OREANDA-NEWS. The victory of Mauricio Macri in the Argentine presidential election may lead to improvements in the operating environment for the local banking system, says Fitch Ratings. The new government is expected to intervene in banking matters less and this could potentially alleviate market distortions and improve long-term funding access over the medium term.

Fitch does not expect an immediate effect on banks' ratings and outlooks. Bank ratings remain constrained mostly as a result of the low sovereign ratings and the weak operating environment. Therefore, any upside potential would stem only from positive developments on these two factors.

In the short term, the economic environment will remain challenging. Argentina needs to address difficult fiscal and monetary measures in facing the country's profound economic imbalances.

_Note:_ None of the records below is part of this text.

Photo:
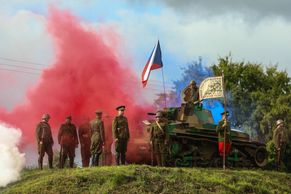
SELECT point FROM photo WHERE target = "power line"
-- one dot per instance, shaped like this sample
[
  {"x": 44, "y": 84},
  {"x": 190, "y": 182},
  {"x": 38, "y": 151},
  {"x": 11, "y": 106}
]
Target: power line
[
  {"x": 25, "y": 67},
  {"x": 21, "y": 61},
  {"x": 13, "y": 70}
]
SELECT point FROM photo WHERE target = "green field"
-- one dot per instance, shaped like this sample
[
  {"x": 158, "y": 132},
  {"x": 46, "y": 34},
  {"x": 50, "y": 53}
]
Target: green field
[{"x": 147, "y": 179}]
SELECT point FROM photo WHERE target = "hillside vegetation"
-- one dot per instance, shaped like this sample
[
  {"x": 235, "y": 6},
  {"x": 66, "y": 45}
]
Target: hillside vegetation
[{"x": 147, "y": 179}]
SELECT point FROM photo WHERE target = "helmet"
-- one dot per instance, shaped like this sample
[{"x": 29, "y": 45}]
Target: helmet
[
  {"x": 159, "y": 114},
  {"x": 46, "y": 116},
  {"x": 278, "y": 122},
  {"x": 192, "y": 82}
]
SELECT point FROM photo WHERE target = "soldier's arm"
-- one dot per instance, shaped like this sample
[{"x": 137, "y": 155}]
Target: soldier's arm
[
  {"x": 75, "y": 135},
  {"x": 37, "y": 133},
  {"x": 102, "y": 132},
  {"x": 114, "y": 128},
  {"x": 128, "y": 135},
  {"x": 80, "y": 133},
  {"x": 151, "y": 132},
  {"x": 51, "y": 136},
  {"x": 219, "y": 127},
  {"x": 60, "y": 134}
]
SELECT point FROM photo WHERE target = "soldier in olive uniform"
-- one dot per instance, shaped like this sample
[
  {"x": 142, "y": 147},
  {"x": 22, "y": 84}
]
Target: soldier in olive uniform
[
  {"x": 84, "y": 132},
  {"x": 158, "y": 139},
  {"x": 120, "y": 133},
  {"x": 191, "y": 93},
  {"x": 222, "y": 126},
  {"x": 68, "y": 140},
  {"x": 44, "y": 140},
  {"x": 97, "y": 138},
  {"x": 280, "y": 139}
]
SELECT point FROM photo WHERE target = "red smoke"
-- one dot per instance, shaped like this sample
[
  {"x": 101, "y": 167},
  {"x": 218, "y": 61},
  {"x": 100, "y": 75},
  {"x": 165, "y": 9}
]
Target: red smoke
[{"x": 86, "y": 75}]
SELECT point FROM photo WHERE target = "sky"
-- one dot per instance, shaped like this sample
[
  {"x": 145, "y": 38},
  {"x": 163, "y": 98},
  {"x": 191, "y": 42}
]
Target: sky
[{"x": 256, "y": 31}]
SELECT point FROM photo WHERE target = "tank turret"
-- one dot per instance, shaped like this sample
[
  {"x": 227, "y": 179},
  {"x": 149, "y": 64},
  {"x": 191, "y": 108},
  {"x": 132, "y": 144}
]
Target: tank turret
[{"x": 193, "y": 140}]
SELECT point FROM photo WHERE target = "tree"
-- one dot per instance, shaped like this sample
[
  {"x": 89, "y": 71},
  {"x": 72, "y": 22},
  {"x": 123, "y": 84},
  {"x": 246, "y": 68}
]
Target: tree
[{"x": 258, "y": 96}]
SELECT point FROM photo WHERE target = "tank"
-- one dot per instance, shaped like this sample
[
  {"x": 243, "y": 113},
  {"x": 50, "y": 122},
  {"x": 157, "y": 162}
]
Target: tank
[{"x": 193, "y": 141}]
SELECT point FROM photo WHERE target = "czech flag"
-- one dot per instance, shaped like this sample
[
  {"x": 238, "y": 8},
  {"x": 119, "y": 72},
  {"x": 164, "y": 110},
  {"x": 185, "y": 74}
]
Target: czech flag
[{"x": 154, "y": 62}]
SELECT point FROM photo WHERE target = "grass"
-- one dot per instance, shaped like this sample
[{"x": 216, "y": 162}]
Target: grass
[{"x": 147, "y": 179}]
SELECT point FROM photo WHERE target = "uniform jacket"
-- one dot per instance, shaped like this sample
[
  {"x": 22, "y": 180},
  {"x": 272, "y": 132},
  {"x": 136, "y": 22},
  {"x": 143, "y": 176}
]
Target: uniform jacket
[
  {"x": 68, "y": 135},
  {"x": 280, "y": 136},
  {"x": 220, "y": 131},
  {"x": 158, "y": 133},
  {"x": 97, "y": 131},
  {"x": 43, "y": 133},
  {"x": 85, "y": 134},
  {"x": 120, "y": 128}
]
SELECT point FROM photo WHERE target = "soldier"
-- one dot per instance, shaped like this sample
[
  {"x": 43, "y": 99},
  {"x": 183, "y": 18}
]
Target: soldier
[
  {"x": 85, "y": 141},
  {"x": 280, "y": 139},
  {"x": 97, "y": 138},
  {"x": 44, "y": 141},
  {"x": 222, "y": 126},
  {"x": 158, "y": 139},
  {"x": 191, "y": 93},
  {"x": 68, "y": 140},
  {"x": 120, "y": 133}
]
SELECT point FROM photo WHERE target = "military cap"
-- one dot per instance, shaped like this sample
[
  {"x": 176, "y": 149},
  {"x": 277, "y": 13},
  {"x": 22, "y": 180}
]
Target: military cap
[
  {"x": 226, "y": 112},
  {"x": 159, "y": 114},
  {"x": 46, "y": 116},
  {"x": 192, "y": 82},
  {"x": 278, "y": 122},
  {"x": 98, "y": 111},
  {"x": 120, "y": 108}
]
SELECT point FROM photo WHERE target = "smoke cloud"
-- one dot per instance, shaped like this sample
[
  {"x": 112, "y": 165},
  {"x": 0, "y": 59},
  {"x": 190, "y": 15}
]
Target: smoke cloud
[
  {"x": 88, "y": 73},
  {"x": 11, "y": 160}
]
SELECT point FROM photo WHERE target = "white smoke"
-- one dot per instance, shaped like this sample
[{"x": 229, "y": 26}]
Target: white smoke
[{"x": 11, "y": 160}]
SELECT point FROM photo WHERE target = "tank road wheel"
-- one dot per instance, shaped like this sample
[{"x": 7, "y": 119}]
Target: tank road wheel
[{"x": 261, "y": 156}]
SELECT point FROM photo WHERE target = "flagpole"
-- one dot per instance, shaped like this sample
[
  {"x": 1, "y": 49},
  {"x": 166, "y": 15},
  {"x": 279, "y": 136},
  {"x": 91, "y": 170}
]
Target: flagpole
[
  {"x": 224, "y": 97},
  {"x": 165, "y": 97}
]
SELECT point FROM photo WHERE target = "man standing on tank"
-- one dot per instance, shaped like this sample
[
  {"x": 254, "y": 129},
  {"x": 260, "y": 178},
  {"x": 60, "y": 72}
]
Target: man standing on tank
[
  {"x": 158, "y": 139},
  {"x": 120, "y": 133},
  {"x": 224, "y": 127},
  {"x": 97, "y": 138},
  {"x": 68, "y": 140},
  {"x": 44, "y": 141},
  {"x": 280, "y": 139}
]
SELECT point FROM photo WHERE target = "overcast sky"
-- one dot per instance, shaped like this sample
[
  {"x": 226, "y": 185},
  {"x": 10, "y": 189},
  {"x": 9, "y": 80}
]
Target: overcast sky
[{"x": 256, "y": 31}]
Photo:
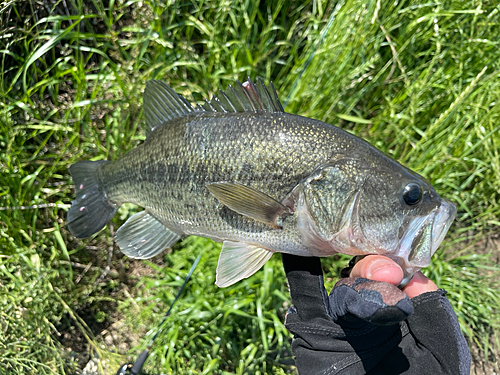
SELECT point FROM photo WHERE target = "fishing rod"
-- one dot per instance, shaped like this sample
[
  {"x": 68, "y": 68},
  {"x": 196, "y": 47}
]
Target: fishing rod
[{"x": 136, "y": 367}]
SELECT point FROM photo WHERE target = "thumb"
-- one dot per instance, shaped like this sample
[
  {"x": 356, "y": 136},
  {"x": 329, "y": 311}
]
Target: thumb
[{"x": 376, "y": 302}]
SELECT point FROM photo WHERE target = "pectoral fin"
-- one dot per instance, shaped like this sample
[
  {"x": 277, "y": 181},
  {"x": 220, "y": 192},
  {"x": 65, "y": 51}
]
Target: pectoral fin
[
  {"x": 249, "y": 202},
  {"x": 238, "y": 261},
  {"x": 143, "y": 236}
]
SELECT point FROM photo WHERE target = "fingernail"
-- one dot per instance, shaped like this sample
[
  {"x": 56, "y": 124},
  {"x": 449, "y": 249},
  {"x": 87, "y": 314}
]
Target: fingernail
[{"x": 379, "y": 267}]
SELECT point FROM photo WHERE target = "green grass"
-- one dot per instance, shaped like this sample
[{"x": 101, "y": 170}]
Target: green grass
[{"x": 421, "y": 81}]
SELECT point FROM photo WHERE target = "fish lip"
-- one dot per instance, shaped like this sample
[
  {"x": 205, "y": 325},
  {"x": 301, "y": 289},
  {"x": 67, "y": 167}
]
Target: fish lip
[{"x": 423, "y": 236}]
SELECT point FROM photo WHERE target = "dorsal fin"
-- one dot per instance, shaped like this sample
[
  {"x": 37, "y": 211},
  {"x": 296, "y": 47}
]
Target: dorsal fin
[
  {"x": 245, "y": 97},
  {"x": 162, "y": 104}
]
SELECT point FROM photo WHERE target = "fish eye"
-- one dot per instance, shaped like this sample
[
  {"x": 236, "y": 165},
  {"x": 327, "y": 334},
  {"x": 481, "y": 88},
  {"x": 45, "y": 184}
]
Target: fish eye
[{"x": 412, "y": 194}]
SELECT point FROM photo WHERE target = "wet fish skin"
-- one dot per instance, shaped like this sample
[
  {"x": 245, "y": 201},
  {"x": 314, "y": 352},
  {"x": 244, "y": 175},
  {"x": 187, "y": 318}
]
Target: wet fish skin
[{"x": 336, "y": 192}]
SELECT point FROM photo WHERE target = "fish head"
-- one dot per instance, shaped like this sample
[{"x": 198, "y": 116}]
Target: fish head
[{"x": 358, "y": 208}]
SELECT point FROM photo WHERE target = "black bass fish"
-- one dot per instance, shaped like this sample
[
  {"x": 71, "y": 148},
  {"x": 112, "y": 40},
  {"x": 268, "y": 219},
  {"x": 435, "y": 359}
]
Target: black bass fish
[{"x": 241, "y": 171}]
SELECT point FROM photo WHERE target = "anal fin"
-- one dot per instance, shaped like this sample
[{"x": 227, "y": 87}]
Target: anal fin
[
  {"x": 143, "y": 236},
  {"x": 239, "y": 260}
]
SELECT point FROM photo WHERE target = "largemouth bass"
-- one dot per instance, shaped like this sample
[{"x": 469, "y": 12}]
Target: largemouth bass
[{"x": 241, "y": 171}]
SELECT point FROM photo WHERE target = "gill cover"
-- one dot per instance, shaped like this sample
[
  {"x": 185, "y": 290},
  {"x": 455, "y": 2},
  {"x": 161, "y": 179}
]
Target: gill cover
[{"x": 327, "y": 213}]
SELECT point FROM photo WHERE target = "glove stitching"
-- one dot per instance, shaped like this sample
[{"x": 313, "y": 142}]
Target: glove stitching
[
  {"x": 365, "y": 354},
  {"x": 330, "y": 331}
]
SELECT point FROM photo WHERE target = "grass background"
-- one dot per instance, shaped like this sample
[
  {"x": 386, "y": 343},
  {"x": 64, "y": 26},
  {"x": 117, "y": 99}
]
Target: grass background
[{"x": 419, "y": 80}]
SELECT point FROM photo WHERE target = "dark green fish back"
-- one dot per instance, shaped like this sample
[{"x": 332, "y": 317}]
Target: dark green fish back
[{"x": 270, "y": 152}]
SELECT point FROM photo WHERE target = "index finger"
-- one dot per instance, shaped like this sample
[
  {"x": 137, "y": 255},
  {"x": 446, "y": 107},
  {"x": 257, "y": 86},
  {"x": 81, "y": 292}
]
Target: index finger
[{"x": 381, "y": 268}]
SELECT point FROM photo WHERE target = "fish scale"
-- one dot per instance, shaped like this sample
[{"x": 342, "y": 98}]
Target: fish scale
[{"x": 242, "y": 171}]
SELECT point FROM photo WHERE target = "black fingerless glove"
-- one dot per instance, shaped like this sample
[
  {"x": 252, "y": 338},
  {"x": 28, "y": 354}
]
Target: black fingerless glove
[{"x": 369, "y": 327}]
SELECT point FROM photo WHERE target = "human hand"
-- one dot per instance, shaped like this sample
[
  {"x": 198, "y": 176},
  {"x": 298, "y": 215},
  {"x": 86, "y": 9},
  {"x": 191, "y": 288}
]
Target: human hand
[{"x": 368, "y": 326}]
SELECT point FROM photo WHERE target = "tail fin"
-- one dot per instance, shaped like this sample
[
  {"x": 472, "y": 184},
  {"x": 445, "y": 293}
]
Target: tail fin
[{"x": 91, "y": 210}]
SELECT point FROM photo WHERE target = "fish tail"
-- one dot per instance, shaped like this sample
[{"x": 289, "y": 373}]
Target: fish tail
[{"x": 91, "y": 210}]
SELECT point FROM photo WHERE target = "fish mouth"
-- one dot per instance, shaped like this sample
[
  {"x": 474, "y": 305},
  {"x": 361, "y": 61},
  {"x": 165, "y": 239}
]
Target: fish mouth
[{"x": 423, "y": 235}]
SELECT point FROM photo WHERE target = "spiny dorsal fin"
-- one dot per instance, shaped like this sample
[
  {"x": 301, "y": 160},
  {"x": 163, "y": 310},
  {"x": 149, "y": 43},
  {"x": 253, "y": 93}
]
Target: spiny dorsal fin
[
  {"x": 162, "y": 104},
  {"x": 245, "y": 97}
]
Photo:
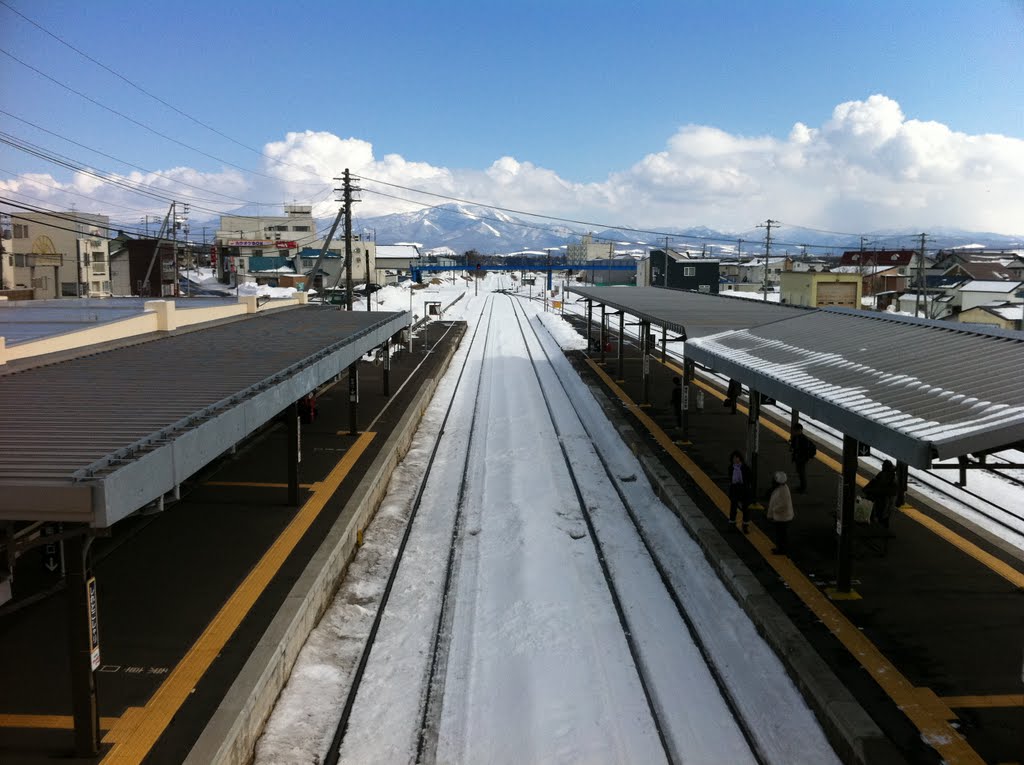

Argentine banks have maintained sound profitability, based on diversified revenues, reasonably well-contained operating costs and moderate credit costs. However, banks are facing the pressure of slower loan growth, regulatory caps and floors on interest rates and certain fees, upward pressures on expenses, and provisions for credit losses. Results should improve in the medium term if the new government succeeds in reducing high inflation levels. Better results are also contingent upon stronger GDP (and loan) growth, which could pick up due to the higher levels of confidence generated by the change in government.

Although higher demand for consumer loans had fueled some acceleration in overall loan growth in first-half 2015, Argentina still suffers from lower-than-average credit demand due to the slowdown of the economy. Fitch expects the economy to continue to grow at a very slow pace at least until 2017, which will continue affecting credit demand. However, banking system health is benefiting from loan delinquency rates at historically low levels and adequate loan loss reserve coverage. Fitch expects a moderate deterioration in asset quality.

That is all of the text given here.